Author Response: Comparison of MicroRNA Expression in Aqueous Humour of Normal and Primary Open-Angle Glaucoma Patients Using PCR Arrays: A Pilot Study

We thank Li and Wang¹ for their interest in our work and thoughtful comments about our recent pilot study on the differential expression of microRNA (miRNA) within the aqueous humor (AH) of patients with primary open angle glaucoma (POAG) and normal controls.²

Until recently, the study of miRNA expression within biofluids was hindered by small sample volumes, which led to pooling of samples. However, this can now be overcome either through the use of targeted sample preamplification with low-density polymerase chain reaction (PCR) arrays, as we demonstrated, or through next-generation sequencing with adapter-driven amplification.³ Analyzing individual AH samples paves the way for future studies that can benefit from increased statistical power and precision. This will further our understanding of the mechanistic role of miRNAs upon the aqueous outflow facility and advance the pursuit of molecular biomarkers of outflow function.

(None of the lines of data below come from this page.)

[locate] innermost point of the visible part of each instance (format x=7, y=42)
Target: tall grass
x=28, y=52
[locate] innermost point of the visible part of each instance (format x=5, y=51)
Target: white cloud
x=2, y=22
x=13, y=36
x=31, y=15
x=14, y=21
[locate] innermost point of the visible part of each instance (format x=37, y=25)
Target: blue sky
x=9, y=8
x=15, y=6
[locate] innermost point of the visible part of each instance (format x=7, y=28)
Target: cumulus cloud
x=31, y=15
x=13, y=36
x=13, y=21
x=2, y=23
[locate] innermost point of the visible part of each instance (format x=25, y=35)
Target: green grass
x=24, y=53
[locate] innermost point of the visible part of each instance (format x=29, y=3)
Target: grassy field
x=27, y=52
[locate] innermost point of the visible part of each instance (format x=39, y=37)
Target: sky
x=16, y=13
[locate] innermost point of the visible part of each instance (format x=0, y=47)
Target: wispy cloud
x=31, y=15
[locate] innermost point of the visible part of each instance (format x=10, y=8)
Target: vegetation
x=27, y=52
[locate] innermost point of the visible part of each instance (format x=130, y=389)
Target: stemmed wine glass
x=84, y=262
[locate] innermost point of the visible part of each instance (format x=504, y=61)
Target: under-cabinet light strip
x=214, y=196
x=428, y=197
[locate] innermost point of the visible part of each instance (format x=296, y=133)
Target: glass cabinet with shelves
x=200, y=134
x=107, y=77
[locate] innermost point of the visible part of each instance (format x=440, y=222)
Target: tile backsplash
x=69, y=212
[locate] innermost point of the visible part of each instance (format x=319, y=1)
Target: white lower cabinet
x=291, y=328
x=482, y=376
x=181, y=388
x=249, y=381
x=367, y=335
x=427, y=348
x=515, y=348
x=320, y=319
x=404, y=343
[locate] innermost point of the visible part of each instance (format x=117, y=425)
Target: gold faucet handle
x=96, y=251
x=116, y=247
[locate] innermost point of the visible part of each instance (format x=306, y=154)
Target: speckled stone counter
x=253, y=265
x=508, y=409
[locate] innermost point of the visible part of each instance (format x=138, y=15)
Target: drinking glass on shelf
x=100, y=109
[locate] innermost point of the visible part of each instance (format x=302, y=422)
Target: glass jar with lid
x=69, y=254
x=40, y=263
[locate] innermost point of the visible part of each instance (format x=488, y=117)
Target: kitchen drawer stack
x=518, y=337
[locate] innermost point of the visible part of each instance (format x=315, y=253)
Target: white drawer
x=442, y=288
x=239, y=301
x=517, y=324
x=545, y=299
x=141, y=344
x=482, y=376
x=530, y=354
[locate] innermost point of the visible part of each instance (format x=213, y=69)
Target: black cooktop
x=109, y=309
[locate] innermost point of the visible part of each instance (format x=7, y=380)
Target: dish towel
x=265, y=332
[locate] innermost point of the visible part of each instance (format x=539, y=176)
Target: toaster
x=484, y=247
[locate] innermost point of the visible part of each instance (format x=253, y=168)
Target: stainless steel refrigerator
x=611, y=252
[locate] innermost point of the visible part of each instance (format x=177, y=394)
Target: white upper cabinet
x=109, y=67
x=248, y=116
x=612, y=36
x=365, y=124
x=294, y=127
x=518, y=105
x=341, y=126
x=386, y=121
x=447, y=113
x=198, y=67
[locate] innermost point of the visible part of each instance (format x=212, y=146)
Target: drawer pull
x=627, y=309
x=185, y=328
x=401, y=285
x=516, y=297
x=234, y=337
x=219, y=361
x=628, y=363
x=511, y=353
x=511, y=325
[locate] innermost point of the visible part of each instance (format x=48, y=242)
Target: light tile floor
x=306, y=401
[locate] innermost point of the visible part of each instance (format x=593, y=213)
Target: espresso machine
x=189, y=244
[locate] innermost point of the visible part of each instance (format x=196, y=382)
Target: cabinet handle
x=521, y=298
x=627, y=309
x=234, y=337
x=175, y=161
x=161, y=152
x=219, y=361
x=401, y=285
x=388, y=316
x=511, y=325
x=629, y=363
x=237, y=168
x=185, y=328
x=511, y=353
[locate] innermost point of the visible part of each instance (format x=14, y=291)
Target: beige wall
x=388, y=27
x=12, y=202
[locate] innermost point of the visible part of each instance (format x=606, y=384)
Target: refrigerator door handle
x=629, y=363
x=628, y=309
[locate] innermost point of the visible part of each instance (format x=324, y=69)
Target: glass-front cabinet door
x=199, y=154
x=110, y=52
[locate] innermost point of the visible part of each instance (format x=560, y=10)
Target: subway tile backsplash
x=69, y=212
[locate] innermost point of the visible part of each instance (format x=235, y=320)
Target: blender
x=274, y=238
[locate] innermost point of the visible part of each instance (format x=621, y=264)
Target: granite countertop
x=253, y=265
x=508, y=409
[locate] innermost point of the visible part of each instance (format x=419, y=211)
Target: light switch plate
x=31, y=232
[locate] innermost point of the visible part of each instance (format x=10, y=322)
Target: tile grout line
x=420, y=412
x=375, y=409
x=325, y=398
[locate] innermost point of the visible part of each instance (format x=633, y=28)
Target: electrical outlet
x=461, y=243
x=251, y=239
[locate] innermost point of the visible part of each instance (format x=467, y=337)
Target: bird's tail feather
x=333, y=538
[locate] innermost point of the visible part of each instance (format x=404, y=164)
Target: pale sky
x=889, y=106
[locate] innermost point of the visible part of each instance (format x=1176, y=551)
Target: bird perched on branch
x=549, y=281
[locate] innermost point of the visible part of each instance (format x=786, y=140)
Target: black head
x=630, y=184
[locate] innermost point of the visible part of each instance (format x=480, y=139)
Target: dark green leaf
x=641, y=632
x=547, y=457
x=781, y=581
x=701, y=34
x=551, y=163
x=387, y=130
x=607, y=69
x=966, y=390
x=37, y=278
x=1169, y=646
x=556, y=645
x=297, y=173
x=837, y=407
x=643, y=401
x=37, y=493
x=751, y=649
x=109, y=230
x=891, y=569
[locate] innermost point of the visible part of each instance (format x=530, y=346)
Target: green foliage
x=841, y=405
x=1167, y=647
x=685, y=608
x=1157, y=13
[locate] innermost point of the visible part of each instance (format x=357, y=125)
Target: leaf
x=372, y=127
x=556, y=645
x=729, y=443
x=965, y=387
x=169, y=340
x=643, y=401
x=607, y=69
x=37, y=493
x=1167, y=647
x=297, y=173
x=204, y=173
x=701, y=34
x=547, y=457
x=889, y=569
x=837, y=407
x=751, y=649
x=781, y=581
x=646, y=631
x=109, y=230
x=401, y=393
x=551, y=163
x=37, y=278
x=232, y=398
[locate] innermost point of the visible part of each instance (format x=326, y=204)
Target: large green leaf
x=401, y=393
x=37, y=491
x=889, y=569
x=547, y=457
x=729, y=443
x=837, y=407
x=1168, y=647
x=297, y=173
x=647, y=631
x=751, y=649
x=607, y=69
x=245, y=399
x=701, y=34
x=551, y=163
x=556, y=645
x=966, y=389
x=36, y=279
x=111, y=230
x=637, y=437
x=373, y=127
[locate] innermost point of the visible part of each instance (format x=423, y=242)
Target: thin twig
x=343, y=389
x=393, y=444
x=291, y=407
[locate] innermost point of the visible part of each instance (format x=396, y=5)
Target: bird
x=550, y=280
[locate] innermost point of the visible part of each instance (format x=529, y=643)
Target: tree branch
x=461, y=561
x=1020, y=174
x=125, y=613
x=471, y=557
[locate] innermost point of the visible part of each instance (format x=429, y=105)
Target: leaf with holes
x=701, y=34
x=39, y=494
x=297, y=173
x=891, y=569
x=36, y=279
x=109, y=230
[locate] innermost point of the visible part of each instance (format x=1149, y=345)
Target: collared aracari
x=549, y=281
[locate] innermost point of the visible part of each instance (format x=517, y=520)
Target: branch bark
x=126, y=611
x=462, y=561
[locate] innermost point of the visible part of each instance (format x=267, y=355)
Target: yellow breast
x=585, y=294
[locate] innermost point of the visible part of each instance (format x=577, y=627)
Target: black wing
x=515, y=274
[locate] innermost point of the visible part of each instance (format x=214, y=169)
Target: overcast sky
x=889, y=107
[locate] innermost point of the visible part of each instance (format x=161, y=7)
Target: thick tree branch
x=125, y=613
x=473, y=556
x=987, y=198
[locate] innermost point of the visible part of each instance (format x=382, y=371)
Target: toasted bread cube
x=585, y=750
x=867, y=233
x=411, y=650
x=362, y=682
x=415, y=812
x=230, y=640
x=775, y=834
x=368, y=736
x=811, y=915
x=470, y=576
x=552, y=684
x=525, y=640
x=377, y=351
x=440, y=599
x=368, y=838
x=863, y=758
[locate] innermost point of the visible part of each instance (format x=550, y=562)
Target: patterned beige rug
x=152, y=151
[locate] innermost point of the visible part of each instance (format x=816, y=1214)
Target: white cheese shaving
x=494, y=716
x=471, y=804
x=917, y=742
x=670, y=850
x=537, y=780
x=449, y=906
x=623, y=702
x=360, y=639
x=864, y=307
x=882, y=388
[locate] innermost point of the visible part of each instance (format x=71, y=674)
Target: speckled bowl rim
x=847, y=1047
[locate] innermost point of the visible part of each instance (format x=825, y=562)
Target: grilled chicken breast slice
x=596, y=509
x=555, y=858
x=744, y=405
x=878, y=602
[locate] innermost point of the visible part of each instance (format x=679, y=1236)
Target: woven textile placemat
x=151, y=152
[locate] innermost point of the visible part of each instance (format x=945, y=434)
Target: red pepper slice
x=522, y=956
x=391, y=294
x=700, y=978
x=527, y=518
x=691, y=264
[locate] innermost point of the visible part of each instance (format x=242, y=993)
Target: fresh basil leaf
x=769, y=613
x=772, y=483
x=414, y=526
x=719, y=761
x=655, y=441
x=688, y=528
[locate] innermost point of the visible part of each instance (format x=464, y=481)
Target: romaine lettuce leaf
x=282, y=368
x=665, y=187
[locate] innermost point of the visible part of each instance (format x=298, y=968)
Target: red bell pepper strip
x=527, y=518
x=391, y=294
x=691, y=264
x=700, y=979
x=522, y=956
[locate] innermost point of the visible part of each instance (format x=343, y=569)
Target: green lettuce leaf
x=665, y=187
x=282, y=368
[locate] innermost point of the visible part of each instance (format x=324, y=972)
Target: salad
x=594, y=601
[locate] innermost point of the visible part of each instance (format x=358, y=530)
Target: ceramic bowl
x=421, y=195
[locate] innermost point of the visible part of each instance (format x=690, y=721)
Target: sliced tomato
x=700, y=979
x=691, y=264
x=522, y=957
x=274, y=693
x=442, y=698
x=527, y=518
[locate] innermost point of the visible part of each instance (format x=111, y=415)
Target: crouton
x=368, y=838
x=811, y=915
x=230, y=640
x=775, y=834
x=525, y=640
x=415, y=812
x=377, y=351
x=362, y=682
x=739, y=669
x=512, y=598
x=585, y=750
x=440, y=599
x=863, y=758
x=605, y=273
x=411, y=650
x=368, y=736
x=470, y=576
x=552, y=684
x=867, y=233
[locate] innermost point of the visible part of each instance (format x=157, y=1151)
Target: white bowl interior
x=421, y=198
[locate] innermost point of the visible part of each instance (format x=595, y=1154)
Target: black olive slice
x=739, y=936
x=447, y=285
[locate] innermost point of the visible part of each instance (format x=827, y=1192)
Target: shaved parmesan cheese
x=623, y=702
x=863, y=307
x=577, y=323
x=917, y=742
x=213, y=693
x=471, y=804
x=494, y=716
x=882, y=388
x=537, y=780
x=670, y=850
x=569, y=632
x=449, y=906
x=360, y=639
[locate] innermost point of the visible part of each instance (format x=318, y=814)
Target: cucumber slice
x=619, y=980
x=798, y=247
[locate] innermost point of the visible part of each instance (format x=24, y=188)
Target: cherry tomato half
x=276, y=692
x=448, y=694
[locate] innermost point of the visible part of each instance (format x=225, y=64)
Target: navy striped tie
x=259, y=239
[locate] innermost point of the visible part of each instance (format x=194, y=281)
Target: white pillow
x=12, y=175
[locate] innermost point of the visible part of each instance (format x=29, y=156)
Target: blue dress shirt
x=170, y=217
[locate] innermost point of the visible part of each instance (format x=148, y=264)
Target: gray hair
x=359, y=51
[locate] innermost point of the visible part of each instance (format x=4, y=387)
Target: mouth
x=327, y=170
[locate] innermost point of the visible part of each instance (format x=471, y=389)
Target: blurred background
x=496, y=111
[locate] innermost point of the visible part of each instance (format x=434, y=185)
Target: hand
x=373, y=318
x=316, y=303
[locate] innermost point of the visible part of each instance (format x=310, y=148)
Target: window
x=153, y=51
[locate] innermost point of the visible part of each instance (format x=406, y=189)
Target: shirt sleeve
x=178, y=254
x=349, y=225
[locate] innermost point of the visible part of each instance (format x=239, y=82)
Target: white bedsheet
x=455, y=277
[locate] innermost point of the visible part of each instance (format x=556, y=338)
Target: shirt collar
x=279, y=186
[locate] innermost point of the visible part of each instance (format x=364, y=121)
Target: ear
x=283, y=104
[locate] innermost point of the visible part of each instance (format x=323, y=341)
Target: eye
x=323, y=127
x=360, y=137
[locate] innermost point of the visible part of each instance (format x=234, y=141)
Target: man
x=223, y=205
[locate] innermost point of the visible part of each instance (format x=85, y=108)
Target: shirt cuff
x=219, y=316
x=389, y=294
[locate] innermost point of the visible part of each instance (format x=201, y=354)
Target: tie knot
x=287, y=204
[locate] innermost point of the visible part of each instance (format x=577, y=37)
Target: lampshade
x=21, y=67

Li and Wang¹ highlight two pertinent issues. First, they point out that comorbidity of dry age-related macular degeneration (AMD) may be a confounding factor in the analysis of AH miRNA expression. Confounding factors, from known and unknown sources, always are a concern in medical research. Our pilot study was not of sufficient size to examine formally whether the presence of AMD may or may not be a confounding factor, since AMD was present only in three of 14 samples analyzed. However, when considering whether a factor is likely to be a confounder, it is important to consider whether its presence provides a reasonable explanation for the observed outcome. The predicted biological impact of altered miRNA expression in these patients was to reduce cell proliferation, extracellular matrix remodeling, endocytosis, Wnt signaling, ubiquitin-mediated proteolysis, and adherens junction function. These biological processes have been described frequently in relation to trabecular meshwork (TM) dysfunction, but are not consistent with contemporary thinking regarding the pathogenesis of AMD. Thus, it is unlikely that the presence of AMD is a confounder for these TM-specific processes. Furthermore, our study specifically identified upregulation of miR-143 in glaucomatous AH. Since the publication of our report, targeted deletion of miR-143 in mice increased outflow facility and reduced IOP, while knockdown of miR-143 in human TM cells regulated actin dynamics.⁴ Thus, their results are consistent with ours and independently validate the important role of miR-143 in outflow regulation. Nonetheless, future studies with larger study populations can address this question more thoroughly through the stratification of miRNA expression not only by AMD status, but also by other ocular abnormalities to generate adjusted stratum-specific measures of relative miRNA expression.

Secondly, Li and Wang¹ argue that miRNA expression within plasma is equally important to that of AH. Only approximately 1% of plasma-derived proteins (and presumably miRNAs) are present in AH due to the blood–aqueous barrier.⁵ Thus, it is not surprising that we detected six miRNAs that were common to AH and plasma. However, it remains unclear whether the majority of plasma-derived miRNAs affect TM function and outflow regulation. Thus, we would propose, for the study of outflow regulation and IOP, that it would be more prudent to place the emphasis upon identifying AH miRNAs. However, if the intention is to discover novel systemic mechanisms that may underpin the highly complex pathogenesis of POAG, then the study of circulating miRNAs within plasma may be preferable, to include miRNAs known to affect retinal cell function.